A Firenze 450 scrutatori hanno disertato, a Imperia a rinunciare sono stati in 114 su 180. Continua la corsa a trovare e i sostituti che se domenica 20 non dovessero presentarsi il presidente del seggio sarebbe costretto a pescare tra gli elettori presenti. Una situazione a cui nei giorni scorsi nessuno aveva pensato potesse accadere.
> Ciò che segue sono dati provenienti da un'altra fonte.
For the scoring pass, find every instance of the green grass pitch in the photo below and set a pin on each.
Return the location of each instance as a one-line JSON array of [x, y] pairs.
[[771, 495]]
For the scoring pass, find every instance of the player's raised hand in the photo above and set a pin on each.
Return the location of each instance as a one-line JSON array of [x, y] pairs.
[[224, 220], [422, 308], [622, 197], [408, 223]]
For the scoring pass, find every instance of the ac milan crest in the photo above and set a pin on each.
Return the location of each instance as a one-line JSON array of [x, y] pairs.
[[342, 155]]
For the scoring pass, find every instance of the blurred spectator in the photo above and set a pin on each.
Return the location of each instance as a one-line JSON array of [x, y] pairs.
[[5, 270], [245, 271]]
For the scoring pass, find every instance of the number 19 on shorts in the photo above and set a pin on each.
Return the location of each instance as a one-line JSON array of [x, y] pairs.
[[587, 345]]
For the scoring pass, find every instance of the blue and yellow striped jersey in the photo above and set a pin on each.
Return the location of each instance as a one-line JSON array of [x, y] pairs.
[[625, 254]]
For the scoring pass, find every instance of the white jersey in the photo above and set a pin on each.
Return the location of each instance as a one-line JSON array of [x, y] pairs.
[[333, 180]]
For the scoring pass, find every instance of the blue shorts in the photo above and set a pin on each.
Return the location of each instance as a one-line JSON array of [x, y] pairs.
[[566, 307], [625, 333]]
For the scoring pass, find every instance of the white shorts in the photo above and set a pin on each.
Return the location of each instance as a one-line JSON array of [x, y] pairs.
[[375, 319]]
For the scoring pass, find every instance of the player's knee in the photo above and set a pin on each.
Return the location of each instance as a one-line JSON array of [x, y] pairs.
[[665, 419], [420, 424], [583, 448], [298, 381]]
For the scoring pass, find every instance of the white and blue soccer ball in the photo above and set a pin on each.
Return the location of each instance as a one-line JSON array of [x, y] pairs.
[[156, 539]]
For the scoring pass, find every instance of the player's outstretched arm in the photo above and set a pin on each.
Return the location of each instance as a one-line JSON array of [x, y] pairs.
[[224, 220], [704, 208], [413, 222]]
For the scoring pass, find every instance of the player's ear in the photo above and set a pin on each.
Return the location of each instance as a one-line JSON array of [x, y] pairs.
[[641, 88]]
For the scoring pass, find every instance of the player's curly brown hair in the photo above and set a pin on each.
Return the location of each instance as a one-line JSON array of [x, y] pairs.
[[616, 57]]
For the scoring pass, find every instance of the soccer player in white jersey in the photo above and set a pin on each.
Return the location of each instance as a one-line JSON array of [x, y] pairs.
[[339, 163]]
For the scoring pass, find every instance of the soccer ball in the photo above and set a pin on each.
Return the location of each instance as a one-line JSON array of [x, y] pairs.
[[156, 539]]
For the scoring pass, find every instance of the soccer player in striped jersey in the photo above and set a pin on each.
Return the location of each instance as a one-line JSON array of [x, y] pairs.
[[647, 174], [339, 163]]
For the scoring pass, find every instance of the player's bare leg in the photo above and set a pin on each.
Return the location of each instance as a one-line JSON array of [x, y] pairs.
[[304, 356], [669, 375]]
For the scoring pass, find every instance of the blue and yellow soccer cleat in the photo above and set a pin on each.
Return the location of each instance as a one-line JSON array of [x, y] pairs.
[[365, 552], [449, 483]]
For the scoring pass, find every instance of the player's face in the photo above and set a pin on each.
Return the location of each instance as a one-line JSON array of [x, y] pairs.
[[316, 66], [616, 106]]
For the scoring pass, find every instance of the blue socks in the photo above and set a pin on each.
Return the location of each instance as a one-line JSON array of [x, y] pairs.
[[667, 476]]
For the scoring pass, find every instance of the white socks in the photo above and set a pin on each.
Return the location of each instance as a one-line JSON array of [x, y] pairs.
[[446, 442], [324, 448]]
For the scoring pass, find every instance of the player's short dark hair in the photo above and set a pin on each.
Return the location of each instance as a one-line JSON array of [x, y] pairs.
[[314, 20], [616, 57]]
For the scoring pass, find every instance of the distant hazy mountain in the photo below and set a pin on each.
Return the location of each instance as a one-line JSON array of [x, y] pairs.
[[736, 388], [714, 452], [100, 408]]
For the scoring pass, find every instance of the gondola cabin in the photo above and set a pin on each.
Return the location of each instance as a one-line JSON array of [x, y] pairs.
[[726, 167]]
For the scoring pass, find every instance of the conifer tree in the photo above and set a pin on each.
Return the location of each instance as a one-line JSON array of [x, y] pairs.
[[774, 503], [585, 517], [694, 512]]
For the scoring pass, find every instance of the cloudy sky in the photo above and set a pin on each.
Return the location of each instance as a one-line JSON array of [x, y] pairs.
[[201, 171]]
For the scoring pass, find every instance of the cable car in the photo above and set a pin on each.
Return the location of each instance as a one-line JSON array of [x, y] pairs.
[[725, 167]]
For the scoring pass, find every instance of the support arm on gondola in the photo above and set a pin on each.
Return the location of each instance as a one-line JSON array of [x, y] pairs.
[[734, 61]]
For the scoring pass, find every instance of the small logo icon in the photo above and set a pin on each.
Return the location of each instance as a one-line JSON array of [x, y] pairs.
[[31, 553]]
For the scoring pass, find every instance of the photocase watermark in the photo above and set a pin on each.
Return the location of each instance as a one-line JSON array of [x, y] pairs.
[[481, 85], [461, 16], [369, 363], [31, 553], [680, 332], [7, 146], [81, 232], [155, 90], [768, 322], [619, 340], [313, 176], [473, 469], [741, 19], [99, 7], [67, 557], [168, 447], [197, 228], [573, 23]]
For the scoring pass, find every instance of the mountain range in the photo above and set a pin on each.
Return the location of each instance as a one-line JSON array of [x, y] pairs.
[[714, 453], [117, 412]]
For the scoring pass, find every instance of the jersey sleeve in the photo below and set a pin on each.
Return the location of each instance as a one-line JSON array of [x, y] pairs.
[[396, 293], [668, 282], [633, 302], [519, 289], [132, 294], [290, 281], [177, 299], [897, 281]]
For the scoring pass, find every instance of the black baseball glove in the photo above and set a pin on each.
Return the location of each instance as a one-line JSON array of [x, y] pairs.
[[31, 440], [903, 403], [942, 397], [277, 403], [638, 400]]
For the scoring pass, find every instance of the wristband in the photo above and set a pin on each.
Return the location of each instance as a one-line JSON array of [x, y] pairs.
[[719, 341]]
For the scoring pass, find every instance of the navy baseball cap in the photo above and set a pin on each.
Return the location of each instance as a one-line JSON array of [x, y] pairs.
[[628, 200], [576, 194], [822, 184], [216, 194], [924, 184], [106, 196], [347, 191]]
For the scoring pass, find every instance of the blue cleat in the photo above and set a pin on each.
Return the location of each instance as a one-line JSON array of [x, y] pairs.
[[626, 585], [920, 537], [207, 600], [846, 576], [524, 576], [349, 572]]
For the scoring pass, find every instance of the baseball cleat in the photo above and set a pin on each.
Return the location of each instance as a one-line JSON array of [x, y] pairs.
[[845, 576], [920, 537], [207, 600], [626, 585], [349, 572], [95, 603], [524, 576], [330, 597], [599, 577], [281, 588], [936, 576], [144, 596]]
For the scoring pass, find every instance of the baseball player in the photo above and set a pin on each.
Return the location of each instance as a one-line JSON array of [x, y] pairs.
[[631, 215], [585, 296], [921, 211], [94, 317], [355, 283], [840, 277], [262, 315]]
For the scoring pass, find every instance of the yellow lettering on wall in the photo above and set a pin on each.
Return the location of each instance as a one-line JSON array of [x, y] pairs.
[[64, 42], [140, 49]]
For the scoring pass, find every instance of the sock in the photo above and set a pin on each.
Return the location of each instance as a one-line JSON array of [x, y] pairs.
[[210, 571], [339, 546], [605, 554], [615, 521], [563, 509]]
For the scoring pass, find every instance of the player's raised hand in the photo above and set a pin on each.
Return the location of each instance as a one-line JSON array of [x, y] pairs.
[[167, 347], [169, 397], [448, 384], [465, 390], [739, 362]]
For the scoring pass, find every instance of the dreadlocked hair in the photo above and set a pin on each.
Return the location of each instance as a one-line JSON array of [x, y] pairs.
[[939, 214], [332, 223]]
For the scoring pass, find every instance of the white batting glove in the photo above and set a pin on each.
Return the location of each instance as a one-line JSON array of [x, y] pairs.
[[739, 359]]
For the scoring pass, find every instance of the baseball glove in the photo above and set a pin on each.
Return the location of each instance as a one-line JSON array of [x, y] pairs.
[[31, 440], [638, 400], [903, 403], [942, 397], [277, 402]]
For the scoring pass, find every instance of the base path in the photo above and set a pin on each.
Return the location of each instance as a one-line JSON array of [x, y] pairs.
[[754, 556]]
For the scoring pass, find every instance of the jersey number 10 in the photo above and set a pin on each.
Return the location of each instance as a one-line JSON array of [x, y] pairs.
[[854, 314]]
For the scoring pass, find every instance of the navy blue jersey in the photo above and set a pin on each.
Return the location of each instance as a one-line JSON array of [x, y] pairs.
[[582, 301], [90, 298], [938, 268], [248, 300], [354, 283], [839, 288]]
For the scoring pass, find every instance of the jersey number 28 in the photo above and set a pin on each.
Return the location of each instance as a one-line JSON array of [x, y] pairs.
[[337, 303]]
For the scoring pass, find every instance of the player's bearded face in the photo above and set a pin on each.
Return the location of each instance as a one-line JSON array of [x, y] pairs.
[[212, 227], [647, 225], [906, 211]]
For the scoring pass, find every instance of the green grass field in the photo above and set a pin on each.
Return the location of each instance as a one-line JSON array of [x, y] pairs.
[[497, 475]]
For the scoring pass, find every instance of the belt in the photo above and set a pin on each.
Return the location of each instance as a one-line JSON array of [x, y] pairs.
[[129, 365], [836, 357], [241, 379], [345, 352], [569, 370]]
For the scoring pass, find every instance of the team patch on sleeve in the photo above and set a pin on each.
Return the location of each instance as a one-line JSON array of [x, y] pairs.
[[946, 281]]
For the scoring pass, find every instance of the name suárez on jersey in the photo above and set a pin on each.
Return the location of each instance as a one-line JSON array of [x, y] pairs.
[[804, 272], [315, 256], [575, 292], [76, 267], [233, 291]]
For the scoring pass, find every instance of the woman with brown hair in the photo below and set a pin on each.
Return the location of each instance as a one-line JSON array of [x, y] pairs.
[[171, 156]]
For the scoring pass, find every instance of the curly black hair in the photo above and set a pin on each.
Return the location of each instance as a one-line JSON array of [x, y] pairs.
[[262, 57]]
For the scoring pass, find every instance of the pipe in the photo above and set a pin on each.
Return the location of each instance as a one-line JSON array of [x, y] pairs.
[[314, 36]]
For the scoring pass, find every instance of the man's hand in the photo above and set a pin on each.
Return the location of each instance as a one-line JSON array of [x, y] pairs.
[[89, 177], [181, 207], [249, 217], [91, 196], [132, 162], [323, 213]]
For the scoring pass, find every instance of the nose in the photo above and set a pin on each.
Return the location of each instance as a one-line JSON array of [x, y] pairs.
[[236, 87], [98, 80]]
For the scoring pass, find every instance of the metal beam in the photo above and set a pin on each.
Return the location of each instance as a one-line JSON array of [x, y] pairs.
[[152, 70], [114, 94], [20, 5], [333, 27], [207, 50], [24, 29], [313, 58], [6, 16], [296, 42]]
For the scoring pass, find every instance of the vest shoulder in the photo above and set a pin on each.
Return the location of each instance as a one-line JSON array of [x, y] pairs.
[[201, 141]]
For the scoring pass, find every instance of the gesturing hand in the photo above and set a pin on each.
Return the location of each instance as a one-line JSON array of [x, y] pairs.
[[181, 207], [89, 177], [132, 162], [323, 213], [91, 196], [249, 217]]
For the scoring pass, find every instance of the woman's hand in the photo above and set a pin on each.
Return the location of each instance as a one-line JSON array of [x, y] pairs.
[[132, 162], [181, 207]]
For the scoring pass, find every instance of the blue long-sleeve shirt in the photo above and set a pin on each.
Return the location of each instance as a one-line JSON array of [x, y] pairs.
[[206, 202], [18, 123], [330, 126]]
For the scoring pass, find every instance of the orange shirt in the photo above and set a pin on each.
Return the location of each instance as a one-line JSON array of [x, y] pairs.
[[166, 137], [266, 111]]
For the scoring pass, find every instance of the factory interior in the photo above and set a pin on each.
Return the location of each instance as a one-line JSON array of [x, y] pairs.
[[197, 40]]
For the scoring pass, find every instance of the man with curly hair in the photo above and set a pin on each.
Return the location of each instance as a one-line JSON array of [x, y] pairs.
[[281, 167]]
A Palermo sono 600 gli scrutatori rinunciatari su 1.869 nominati e così l’amministrazione comunale ha iniziato il giro di seconde e terze chiamate alla ricerca di un sì. A Savona hanno rinunciato in 55 per 61 seggi. In Campania sono i presidenti di seggio ad aver disdetto in massa. In tutta Italia ha rinunciato uno scrutatore su tre, un presidente di seggio ogni 4.

Le norme di sicurezza messe a disposizione per gli scrutatori a quanto pare non sono state convincenti come il tampone rapido con risultato in 5-10 minuti. A Padova dei 1.200 scrutatori nominati solo in 60 hanno approfittato del servizio, a Vicenza solo 310 su 3.336, a Belluno solo in 15 su 1.467.